Authentication & Multi-tenancy

Auth flow: Chainlit login → @cl.password_auth_callback / @cl.oauth_callback → cl.User with role metadata
Brute-force protection: Per-username lockout after 5 consecutive failures (15-minute lockout), in-memory counter in auth.py
Self-registration: In-app on LoginPage.tsx (mode toggle login/register) → POST /auth/register → register_user() in auth.py
Account deletion: DELETE /api/user/account → delete_user_account() with cascade cleanup (token_usage, memories, share_links, team_members, audit_log, annotations)
User identity propagation: contextvars.ContextVar in user_context.py — set once per message in app.py, read implicitly by all tool functions via get_user_upload_dir()
File sandbox: uploads/{user_id}/ per user. _generate_output_path() and _resolve_path() in gis_processors.py are user-scoped
RBAC: admin (full access), analyst (analysis pipelines), viewer (General pipeline query-only)
DB context: SET app.current_user injected before SQL queries in database_tools.py (RLS-ready)
OAuth: Conditional — only registered when OAUTH_GOOGLE_CLIENT_ID env var is set

Semantic Intent Router (`intent_router.py`)

Extracted from app.py for modularity.

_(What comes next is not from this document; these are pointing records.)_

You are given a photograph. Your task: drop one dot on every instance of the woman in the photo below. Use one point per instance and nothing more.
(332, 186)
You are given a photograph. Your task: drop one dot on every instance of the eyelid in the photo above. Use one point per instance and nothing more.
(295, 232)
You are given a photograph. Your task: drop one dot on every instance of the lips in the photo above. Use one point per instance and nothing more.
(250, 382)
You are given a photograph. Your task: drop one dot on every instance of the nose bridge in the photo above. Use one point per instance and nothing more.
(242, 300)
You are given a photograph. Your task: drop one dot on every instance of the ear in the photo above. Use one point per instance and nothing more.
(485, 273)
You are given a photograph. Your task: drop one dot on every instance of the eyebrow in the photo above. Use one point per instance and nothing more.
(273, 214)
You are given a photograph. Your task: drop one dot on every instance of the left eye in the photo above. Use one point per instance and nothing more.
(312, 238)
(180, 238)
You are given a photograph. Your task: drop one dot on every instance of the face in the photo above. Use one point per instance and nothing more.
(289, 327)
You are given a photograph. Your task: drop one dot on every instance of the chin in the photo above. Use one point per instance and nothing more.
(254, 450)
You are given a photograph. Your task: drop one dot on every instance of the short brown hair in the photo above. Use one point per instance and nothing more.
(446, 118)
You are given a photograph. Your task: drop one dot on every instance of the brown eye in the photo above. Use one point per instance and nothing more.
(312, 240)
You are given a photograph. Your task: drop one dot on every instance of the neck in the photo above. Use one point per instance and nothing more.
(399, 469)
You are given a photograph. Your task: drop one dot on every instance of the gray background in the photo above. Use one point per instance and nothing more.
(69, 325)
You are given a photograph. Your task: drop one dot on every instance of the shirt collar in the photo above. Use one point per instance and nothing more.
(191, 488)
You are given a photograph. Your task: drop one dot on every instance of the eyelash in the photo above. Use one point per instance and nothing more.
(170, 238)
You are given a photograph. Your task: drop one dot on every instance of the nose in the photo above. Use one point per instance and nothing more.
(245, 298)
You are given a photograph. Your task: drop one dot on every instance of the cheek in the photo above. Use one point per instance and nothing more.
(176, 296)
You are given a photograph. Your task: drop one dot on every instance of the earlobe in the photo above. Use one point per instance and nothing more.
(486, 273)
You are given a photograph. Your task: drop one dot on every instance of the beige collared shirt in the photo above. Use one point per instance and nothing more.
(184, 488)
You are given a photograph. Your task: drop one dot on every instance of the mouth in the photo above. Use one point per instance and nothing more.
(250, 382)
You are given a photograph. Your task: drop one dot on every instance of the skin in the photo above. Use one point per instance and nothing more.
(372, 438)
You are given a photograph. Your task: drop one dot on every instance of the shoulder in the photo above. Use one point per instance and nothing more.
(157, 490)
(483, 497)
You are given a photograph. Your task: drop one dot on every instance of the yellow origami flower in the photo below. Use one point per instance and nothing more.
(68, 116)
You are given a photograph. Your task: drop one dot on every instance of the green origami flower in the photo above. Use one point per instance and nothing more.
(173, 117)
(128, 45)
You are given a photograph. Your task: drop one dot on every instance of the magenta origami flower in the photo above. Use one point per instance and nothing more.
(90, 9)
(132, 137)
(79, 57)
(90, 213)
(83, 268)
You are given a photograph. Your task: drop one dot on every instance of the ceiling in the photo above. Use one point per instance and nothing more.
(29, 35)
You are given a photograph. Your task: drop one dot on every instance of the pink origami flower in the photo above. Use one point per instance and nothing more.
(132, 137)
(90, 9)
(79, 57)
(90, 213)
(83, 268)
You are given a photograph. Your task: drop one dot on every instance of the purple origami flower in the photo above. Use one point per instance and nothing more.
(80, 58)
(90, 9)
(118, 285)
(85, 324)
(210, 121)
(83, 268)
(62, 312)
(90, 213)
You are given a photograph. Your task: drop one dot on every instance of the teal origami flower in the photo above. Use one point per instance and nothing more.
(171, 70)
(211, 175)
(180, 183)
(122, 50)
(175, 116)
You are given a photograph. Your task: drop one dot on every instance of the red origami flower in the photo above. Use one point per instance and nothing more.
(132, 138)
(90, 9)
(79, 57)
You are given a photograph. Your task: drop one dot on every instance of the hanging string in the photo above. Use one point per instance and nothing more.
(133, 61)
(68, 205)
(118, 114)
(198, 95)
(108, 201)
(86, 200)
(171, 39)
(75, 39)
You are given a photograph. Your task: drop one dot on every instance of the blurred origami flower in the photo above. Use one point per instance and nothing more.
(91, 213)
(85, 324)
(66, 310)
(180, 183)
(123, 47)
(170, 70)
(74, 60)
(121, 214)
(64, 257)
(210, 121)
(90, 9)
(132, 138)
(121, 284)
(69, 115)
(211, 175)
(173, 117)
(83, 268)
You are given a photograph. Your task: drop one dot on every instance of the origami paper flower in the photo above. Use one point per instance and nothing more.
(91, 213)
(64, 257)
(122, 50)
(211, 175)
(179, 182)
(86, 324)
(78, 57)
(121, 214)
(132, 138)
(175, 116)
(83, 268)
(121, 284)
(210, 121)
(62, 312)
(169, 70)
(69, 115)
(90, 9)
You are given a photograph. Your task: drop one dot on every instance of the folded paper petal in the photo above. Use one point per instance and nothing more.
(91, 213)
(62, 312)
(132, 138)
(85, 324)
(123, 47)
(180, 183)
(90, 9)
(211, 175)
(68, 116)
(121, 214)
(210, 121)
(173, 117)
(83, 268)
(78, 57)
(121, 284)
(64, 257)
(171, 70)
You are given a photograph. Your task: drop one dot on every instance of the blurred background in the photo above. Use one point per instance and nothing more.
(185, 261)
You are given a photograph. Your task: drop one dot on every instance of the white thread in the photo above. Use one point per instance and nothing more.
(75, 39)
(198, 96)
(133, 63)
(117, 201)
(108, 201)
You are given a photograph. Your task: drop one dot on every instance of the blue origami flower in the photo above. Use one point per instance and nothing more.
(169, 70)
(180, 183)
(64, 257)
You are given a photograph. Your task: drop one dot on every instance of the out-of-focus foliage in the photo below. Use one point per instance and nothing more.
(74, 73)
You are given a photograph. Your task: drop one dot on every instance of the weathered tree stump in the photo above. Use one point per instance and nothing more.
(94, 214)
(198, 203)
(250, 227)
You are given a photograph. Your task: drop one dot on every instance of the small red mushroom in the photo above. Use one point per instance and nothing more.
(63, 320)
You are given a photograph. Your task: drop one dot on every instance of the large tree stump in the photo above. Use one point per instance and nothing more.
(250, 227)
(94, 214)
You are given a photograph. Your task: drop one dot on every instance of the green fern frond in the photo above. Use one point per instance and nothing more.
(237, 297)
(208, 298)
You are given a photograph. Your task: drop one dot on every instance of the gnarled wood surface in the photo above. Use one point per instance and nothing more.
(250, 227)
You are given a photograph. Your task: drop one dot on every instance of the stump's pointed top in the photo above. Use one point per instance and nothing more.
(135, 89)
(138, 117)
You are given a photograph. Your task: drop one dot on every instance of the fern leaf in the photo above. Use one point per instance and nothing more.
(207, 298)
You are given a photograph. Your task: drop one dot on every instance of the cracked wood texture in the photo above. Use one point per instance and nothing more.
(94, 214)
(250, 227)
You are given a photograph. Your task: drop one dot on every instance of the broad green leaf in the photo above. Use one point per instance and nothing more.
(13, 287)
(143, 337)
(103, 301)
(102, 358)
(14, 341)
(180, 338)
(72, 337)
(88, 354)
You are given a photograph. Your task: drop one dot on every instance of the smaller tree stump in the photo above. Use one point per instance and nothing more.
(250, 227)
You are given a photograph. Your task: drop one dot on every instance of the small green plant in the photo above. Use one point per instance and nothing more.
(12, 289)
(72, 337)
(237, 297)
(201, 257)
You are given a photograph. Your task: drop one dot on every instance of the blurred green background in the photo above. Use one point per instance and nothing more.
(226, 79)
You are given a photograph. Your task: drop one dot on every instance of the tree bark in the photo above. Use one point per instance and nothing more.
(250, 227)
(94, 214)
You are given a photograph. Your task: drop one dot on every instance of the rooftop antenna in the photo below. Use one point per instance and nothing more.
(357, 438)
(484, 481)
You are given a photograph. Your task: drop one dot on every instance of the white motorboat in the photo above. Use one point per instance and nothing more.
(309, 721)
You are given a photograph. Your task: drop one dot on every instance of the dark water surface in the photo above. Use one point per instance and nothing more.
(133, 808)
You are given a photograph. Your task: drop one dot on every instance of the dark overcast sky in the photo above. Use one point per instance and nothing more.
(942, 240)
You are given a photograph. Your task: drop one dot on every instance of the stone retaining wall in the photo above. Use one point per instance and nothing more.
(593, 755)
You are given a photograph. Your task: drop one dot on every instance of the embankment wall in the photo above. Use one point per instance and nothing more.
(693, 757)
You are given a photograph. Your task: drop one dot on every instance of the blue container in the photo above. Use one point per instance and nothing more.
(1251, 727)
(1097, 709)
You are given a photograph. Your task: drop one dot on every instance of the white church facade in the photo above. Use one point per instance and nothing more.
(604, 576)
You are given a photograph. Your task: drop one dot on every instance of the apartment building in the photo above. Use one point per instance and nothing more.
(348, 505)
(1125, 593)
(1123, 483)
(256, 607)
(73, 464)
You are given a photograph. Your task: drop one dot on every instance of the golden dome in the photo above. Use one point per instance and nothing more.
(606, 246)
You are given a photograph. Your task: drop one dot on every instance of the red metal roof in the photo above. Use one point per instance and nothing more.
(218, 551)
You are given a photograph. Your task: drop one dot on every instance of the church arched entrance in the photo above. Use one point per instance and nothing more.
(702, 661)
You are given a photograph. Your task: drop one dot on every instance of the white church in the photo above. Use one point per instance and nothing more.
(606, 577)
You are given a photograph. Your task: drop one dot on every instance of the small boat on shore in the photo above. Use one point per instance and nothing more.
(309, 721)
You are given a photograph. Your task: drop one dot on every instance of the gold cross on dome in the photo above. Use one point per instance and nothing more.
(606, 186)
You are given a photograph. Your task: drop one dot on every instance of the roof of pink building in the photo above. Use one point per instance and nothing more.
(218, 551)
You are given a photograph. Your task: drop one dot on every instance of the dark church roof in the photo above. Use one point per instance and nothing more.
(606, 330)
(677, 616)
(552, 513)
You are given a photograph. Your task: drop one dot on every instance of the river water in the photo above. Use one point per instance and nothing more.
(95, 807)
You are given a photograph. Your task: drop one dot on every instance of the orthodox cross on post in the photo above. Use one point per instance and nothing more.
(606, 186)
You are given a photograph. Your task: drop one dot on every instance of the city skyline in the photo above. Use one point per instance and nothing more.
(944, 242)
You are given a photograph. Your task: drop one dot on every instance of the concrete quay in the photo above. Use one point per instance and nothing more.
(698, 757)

On each user message:

app.py sets ContextVar for user identity (per async task)
Handles file uploads (ZIP auto-extraction for .shp/.kml/.geojson/.gpkg)
Calls classify_intent() (in intent_router.py) which uses Gemini 2.0 Flash to classify user text into one of three intents
RBAC check (viewers blocked from Governance/Optimization)
Dispatches to the appropriate pipeline
Detects layer_control in tool responses → injects metadata for NL map control

Three Pipelines (all defined in `agent.py`)

Optimization Pipeline (data_pipeline) — SequentialAgent: ParallelIngestion(Exploration ‖ SemanticPreFetch) → DataProcessing → AnalysisQualityLoop → DataVisualization → DataSummary

Governance Pipeline (governance_pipeline) — SequentialAgent: GovExploration → GovProcessing → GovernanceReportLoop

General Pipeline (general_pipeline) — SequentialAgent: GeneralProcessing → GeneralViz → GeneralSummaryLoop

Each agent is an ADK LlmAgent with specific tools. Agent prompts live in data_agent/prompts/ (3 YAML files). Agents share state via output_key (e.g., data_profile, processed_data, analysis_report).

Note: ADK requires separate agent instances per pipeline (cannot share an agent across two parent agents due to "already has a parent" constraint).

User Self-Service Extension

Custom Skills (custom_skills.py): Users create custom LlmAgent instances with tailored instructions, toolset selections, trigger keywords, and model tier. DB-stored, per-user isolation with optional sharing. Frontend CRUD in CapabilitiesView.

User-Defined Tools (user_tools.py + user_tool_engines.py): Declarative tool templates — http_call, sql_query, file_transform, chain. DB-stored, with built-in execution engines. Wrapped as ADK FunctionTool via dynamic signature construction. Exposed through UserToolset(BaseToolset).

Multi-Agent Pipeline Composition: Users can compose custom Skills as Agent nodes in the WorkflowEditor (ReactFlow DAG editor). The workflow engine supports pipeline_type: "custom_skill" steps that dynamically build LlmAgent instances. DAG execution with topological sort enables parallel branches.

Frontend Architecture

Custom React SPA replacing Chainlit's default UI. Three-panel layout with draggable resizers: Chat | Map | Data.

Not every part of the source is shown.